The attorney general has obtained a High Court injunction preventing the BBC from identifying an alleged MI5 informant who is said to be ‘a dangerous extremist and misogynist who physically and psychologically abused two female partners’.

Suella Braverman MP applied for an interim injunction to stop the broadcaster revealing the identity of a man known only as X, who is alleged to be a 'covert human intelligence source' (CHIS). She argued that disclosing X’s name or picture would ‘cause real damage to national security’ and lead to ‘a real and immediate risk that X would be killed or subject to serious physical harm’.

But the BBC said there was a strong public interest in identifying X, who they argued ‘used his status as a CHIS to coerce and terrify his partner’ which should have led MI5 to stop using him as a CHIS.

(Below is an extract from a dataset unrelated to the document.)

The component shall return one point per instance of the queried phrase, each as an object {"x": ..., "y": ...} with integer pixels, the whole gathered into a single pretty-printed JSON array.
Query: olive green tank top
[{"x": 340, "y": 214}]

Attorney general Suella Braverman

Braverman applied for an interim injunction to stop the BBC revealing the man's identity

Source: Tayfun Salci/ZUMA Press Wire/Shutterstock 

The broadcaster also relied on evidence of X’s violent behaviour towards two former partners, one of who provided a video which is said to show X attacking her with a ‘dangerous weapon’.

However, Mr Justice Chamberlain granted the attorney general an interim injunction to prevent the broadcasting of X’s name and image, which he said would cause ‘a real and immediate risk that X would be killed or seriously injured’.

The judge said: ‘The BBC will still be able to convey what it regards as the core elements of its story, including the allegation that X abused his CHIS status and the allegation that MI5 is at fault for using or continuing to use him as a CHIS.’

He added that the injunction represents ‘a significant interference with the BBC’s right to freedom of expression’, but said the order ‘will not prevent the BBC from making the allegations central to its story’.

A BBC spokesperson said: ‘We fought the case to try to tell as fully as possible two women’s stories and their experiences with X – his abuse of them and his use of his status as an MI5 intelligence source to coerce and terrify one of them, behaviour we say MI5 should have known about and that should have caused them to stop working with X.’ They added that the broadcaster is considering ‘whether there is a basis to appeal’.